Looking at the lay of the land within organizations it seems that the most sought after and enviable roles are those of the C-Suite. If you are unfamiliar with the term C-Suite, it is a term (I am sure created by it’s members) to describe their significance and importance – the roles typically include C.E.O, C.F.O, C.O.O, C.C.O, and C.A.O.

Why would you not want any of these roles? Looking at the North American business model, it is the C-Suite roles that make disproportionately more money than anyone else within the organization AND receive generous bonuses even when they are dismissed for (enter corporate scandal here). It’s a great job…full pay and no accountability!

But I digress!

Last week I had my regular monthly chiropractic visit for a quick adjustment and realignment. This time it was my left hip and lower back that needed attention. Twenty minutes later, I was straight as an arrow and feeling great. The spring was back in my step. Look out world here I come.

I maintain a monthly visit for two reasons.

  1. I inadvertently become misalignment by unconsciously sitting the wrong way for a length of time, or perhaps bending incorrectly. Before I know it, I am not right…it sneaks up on me.
  2. I intentionally do something I know may cause misalignment. For example, playing softball for the first time in a year and thinking I am still 18. I know I should be more mindful but instead I throw all caution to the wind and end up in an Epsom salt bath before my visit to the chiropractor.

So what does my visit to the chiropractor have to do with business and C-Suites? It got me thinking about what chiropractors do. They focus on maintaining the structural integrity of the intimate relationship between the nervous system (responsible for sending, receiving and processing messages throughout the entire body) and the spine (providing a movable support structure while also protecting the spinal cord-nervous tissue).

The success of any chiropractor is reliant on the relationship with their client. If the chiropractor is capable, he/she will be rewarded with customer loyalty and referrals. If the chiropractor does not maintain the structural integrity between your nervous system and your spine, then he/she will suffer lost revenue, and a bad reputation. In this way, the chiropractor is 100% accountable for his/her actions.

And this was my ah-ha moment! Businesses are just like the human body.  In a  business, the nervous system is the ability of the C-Suite to consistently honour, live and uphold the company’s vision and values, and the spine is the many different departments and functions that are required to move together to support and protect the company’s vision/values.

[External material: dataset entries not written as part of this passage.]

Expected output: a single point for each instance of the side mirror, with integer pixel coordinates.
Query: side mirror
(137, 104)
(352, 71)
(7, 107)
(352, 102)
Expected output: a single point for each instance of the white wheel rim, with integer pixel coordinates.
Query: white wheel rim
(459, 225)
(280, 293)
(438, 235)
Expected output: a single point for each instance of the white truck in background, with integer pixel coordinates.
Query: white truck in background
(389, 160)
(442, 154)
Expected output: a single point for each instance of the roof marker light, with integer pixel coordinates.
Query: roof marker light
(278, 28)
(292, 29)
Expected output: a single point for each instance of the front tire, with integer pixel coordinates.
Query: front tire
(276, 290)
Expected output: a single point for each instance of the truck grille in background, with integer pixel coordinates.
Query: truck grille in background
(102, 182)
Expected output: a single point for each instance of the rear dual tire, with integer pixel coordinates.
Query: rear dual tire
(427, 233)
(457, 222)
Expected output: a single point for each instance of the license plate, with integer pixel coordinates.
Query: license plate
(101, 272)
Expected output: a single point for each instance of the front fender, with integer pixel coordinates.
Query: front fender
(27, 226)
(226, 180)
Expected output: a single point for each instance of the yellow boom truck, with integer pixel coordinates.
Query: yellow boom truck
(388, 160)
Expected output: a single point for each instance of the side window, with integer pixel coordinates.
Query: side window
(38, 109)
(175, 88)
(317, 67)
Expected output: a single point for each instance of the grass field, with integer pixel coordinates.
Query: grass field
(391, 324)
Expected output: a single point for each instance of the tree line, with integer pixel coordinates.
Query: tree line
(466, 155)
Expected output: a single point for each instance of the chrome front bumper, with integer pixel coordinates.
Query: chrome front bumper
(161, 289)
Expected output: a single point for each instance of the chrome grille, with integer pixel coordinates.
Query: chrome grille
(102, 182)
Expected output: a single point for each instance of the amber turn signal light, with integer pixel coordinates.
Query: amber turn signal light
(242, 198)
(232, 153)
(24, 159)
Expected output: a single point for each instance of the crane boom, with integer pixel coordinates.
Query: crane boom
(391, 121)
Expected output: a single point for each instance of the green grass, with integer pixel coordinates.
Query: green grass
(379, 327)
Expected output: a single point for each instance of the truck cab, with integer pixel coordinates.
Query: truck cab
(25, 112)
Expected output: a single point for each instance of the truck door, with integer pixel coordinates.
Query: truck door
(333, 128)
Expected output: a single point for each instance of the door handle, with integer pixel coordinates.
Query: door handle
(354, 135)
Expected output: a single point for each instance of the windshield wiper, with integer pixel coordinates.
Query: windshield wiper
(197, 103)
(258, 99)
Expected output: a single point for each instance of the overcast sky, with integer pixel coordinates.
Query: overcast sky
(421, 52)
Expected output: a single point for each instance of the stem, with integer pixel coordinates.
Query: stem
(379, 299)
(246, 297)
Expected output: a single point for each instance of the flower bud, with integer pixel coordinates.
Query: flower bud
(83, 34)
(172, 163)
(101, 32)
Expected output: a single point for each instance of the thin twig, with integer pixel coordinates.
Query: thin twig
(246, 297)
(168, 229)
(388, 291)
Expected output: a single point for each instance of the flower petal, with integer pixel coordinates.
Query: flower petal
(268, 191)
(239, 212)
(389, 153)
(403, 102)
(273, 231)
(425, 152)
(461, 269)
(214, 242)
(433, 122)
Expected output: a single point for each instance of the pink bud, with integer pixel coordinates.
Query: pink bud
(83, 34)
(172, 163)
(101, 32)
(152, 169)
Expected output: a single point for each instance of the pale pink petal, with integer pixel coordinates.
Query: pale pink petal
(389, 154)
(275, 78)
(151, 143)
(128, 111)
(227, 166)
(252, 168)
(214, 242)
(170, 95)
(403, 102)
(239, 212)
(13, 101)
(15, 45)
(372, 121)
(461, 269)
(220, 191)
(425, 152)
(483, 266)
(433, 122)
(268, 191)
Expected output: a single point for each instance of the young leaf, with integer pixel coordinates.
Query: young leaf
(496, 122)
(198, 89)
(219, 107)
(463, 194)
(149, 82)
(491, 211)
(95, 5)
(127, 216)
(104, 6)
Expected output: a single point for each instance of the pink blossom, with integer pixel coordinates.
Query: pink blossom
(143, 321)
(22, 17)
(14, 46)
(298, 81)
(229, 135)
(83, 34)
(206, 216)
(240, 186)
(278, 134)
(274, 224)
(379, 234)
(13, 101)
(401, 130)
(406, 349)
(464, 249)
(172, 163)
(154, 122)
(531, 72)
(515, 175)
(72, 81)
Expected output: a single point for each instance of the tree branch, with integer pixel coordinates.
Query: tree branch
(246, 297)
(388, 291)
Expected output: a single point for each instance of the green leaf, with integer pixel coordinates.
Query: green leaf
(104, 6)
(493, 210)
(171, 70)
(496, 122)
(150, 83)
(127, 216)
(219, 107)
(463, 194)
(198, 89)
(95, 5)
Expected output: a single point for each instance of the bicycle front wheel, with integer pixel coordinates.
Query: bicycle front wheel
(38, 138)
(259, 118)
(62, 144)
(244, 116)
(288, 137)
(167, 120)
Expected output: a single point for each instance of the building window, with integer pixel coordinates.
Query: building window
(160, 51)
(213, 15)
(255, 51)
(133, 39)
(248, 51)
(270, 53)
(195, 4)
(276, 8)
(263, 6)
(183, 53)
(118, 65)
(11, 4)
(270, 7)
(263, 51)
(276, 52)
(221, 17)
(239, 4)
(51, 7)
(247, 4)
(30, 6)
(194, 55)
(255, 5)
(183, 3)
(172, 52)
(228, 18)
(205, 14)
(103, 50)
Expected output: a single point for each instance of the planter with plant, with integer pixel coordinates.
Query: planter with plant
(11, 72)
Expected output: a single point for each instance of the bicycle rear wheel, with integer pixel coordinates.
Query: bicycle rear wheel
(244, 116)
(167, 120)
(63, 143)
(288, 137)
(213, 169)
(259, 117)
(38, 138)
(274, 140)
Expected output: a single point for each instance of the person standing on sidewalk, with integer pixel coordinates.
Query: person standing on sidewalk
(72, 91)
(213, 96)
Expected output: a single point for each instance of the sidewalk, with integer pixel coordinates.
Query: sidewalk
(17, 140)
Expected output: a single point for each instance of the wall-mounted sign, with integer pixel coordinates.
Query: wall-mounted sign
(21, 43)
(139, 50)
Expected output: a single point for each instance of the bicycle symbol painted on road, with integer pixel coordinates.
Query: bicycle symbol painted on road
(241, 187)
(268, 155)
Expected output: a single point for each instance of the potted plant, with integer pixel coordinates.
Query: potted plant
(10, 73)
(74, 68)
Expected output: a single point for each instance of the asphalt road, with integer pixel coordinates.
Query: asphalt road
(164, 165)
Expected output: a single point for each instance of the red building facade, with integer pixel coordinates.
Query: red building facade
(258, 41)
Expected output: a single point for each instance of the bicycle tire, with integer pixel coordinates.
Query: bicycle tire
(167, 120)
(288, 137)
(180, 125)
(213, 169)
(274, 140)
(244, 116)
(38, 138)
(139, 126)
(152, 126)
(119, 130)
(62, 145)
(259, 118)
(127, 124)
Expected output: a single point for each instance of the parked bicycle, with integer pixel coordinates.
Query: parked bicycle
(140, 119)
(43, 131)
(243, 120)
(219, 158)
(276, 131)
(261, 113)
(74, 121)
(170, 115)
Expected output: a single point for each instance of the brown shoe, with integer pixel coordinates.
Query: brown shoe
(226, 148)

And similar to the human body, a business can become easily misaligned by actions that are either (1) deliberate with intent or (2) unconsciously consistent. Typically, it is the role of the C-Suite to ensure the organization stays the course yet ironically it is the C-Suite who deliberately act in ways that do not match their words because they move from greater good to self-preservation. I understand this is a huge stereotype, and that I am broad stroking all individuals that occupy the C-Suite. Clearly I am exaggerating for effect…. however, have you watched the news lately?

Whose role is to ensure that everyone in the organization is aligned and that all actions taken match the words being spoken? Whose job is solely accountable to ensure the grand vision is consistently executed by all departments? Whose job is directly correlated to performance…you know, if you succeed then you keep your job and salary, if you fail you get walked out with only the personal items you came in with (no bonus).

There is no such role. In fact the most important role in an organization does not exist today. I propose a new be created. It can have its own “suite”, the A-Suite. There is only one role within the A-Suite and that role is the Alignment Officer or the A.O.  I recommend we drop the title “chief” as I feel there may be too many “chiefs” anyway.

A.O.I will even go one step further and provide a job description for the A.O.

  • To ensure the organization vision and values are consistently honoured and lived by aligning the actions and the words of each person, each team, each department and the organization as a whole.

The most effective way to build TRUST within an organization is by creating alignment. Research has shown when measuring engagement, the common measure across all studies is TRUST. Highly performing teams, are HIGH TRUST teams. Companies with high trust teams produce three times the profit .

What is your current team trust level? Are you aligned? Are you ready to add an A.O. to your team?